Volvo reckons that the touchscreen infotainment system that it's going to fit to the new electric XC40 is "fundamentally rethinking infotainment."
Better screens mean happier customers
Well, that's a big claim - not least because these big flashy touchscreens are fast becoming a defining feature in new cars, one that can make the difference between buying or not buying, or even customer loyalty into the future.
So, Volvo has teamed up with Google (actually the two companies have been collaborating for some time now) to help create the infotainment system for the new electric XC40. That means that, right from the get-go, the system will have such apps as Google Assistant, Google Maps and the Google Play Store built-in and ready to use.
Software updates over the air
The system uses Android Automotive OS, which is Google's open-source in-car entertainment software system, which among other things means that the Maps app will be kept constantly up to date, and the whole setup can be updated over the air.
"We are finally giving you the same experience in your car that you're used to on your phone, but adapted for safe interaction while driving," says Henrik Green, Chief Technology Officer at Volvo Cars. "And by introducing over-the-air updates for everything from maintenance to completely new features, the car can stay as fresh as your other digital products, always with the latest and greatest features."
Volvo reckons that one of the big advantages enjoyed by the system is that it's already familiar to developers around the world, so new apps will be immediately available to download through the Google Play store.
Google Assistant means you'll keep your eyes on the road
The addition of Google Assistant also means that it'll be easier to sync your existing preferences for podcasts, music and so on, and will help to keep your eyes on the road, being as you'll be instantly comfortable using the voice-control systems.
The live map updates also include real-time traffic info which not only means you can re-route away from holdups, but Volvo says that the incoming data can also be read by the car's driver assistance systems, which means they'll be pre-warned of any potential problems up ahead.

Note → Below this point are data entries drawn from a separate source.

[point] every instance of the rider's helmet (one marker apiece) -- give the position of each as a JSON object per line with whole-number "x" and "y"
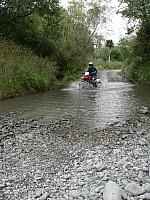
{"x": 90, "y": 64}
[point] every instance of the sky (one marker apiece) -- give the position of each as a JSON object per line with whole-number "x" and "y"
{"x": 116, "y": 25}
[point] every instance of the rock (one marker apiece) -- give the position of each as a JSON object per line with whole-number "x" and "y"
{"x": 147, "y": 196}
{"x": 142, "y": 141}
{"x": 75, "y": 194}
{"x": 134, "y": 189}
{"x": 38, "y": 193}
{"x": 124, "y": 195}
{"x": 146, "y": 187}
{"x": 112, "y": 191}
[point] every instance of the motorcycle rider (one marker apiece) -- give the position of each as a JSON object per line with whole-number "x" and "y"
{"x": 92, "y": 70}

Volvo hasn't turned all of its software work over to Google, though. The Swedish car maker is continuing to develop its Volvo On-Call service, which includes such functions as pre-heating your car on a cold winter's day, finding your car in a large car park, remote locking and unlocking and car sharing via a digital key. With the Google add-ons that will expand to include new features such as monitoring battery status and charging levels.